In het wetsvoorstel tot wijziging van de huidige Wmo zullen de waarborgen voor werknemers uit hoofde van de wetsvoorstellen Kant/Leijten worden verankerd. Kort en goed gaat het om de volgende waarborgen:

  • Geen verplichte aanbesteding: indien het college van B&W besluit het verlenen van huishoudelijke hulp door derden te laten verrichten, geldt niet de verplichting tot het uitschrijven van een aanbesteding;

  • Overname personeel: indien een gemeente besluit een nieuwe aanbieder te contracteren, treedt deze aanbieder in overleg over de overname van het betrokken personeel met aanbieder(s) die vóór hem in opdracht van de gemeente huishoudelijke hulp hebben verleend. Met gemeenten en het kabinet worden nadere afspraken gemaakt om scherper toezicht te houden op deze afspraken en CAO-bepalingen;

  • Basistarieven: gemeenten dienen basistarieven voor huishoudelijke hulp vast te stellen.

Bij de wijziging van de huidige Wmo uit hoofde van de in het regeerakkoord vervatte decentralisaties, zal expliciet aandacht zijn voor deze aspecten. Een en ander moet tevens worden bezien in het licht van de kwaliteit van ondersteuning: de bij deze kwaliteit betrokken partijen maken afspraken over kwaliteitswaarborgen in de herziene Wmo.

5. Tot slot

Met bovenstaande afspraken is een goede basis gelegd voor de verdere uitwerking van het regeerakkoord met het oog op een toekomstbestendige zorg. De zorg wordt aangepast aan de behoefte van de cliënten en de werknemer van vandaag en morgen. Een en ander door het combineren van het verbeteren van de kwaliteit van zorg, het verhogen van de doelmatigheid en het verbeteren van de positie van het zorgpersoneel. Gelet op de inhoud van deze brief en de al eerder gevoerde gesprekken met alle zorgpartijen en gemeenten, kunnen wij deze week de brief over de hervorming langdurige zorg aan u doen toekomen.

De minister van Volksgezondheid, Welzijn en Sport, E.I. Schippers

De staatssecretaris van Volksgezondheid, Welzijn en Sport, M.J. van Rijn


X Noot
1

Wat de werkgevers betreft zijn het de volgende organisaties VGN, Actiz, GGZ-Nederland, NFU, NVZ en Btn.
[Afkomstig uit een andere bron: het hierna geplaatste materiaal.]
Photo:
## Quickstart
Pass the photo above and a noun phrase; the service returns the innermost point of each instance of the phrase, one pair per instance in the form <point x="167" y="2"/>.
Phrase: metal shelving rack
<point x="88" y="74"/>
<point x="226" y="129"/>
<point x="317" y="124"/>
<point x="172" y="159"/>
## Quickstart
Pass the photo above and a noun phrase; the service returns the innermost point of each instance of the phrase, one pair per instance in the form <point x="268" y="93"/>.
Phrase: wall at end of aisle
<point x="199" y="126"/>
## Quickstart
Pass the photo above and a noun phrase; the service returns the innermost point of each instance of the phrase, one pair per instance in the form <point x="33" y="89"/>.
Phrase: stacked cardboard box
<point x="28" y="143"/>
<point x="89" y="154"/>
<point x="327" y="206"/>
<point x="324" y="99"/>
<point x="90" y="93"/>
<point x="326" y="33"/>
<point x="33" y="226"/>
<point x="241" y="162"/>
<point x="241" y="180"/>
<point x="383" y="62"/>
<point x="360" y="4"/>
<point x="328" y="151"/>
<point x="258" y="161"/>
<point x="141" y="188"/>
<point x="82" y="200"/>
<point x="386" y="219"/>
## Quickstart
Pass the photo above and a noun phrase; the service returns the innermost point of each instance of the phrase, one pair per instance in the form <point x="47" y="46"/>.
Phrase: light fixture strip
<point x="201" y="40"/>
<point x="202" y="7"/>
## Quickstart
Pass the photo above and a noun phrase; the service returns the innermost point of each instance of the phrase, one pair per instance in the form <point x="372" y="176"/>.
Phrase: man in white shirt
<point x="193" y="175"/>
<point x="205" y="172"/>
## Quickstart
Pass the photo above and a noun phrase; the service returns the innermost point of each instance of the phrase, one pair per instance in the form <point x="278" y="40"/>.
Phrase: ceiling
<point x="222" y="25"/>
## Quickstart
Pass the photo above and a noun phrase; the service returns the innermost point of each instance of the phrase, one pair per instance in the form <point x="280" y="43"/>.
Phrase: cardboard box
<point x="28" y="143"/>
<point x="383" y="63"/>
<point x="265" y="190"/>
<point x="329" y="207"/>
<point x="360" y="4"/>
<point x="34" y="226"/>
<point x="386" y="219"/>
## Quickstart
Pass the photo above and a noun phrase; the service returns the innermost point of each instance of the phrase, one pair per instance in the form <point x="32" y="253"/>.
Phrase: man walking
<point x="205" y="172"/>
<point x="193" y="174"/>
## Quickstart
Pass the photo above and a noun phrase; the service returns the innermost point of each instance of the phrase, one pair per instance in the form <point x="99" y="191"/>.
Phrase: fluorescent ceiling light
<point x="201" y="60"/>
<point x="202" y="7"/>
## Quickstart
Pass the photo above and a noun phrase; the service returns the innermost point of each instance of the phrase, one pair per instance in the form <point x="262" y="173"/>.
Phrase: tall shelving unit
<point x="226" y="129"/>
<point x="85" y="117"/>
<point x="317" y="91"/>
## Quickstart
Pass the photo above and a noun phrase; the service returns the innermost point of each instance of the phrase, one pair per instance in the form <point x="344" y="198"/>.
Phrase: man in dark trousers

De werknemersorganisaties betreffen: CNV Publieke Zaak, FBZ, Nu»91 en MHP.

X Noot
2

Dit betreft volwassenen, vanaf dan 18 jaar.

X Noot
3

Het gaat hierbij om zzp LG 2 en 4 en hoger. zzp LG1 en LG 3 worden geextramuraliseerd. In de ZG wordt alleen het zzp 1 ZG visueel en het zzp 1 ZG auditief geëxtramuraliseerd.

X Noot
4

Binnen deze overheveling zal VWS gezamenlijk met de sector de positionering van het begeleid wonen (voor zover deze niet afhankelijk is van op genezing gerichte zorg) in het licht van de hervorming langdurige zorg verkennen.

X Noot
5

De voorgestane extramuralisering heeft betrekking op nieuwe cliënten.

X Noot
6

VWS zal voor deze laatste korting derhalve geen aanwijzing aan de Nza geven voor een tariefskorting.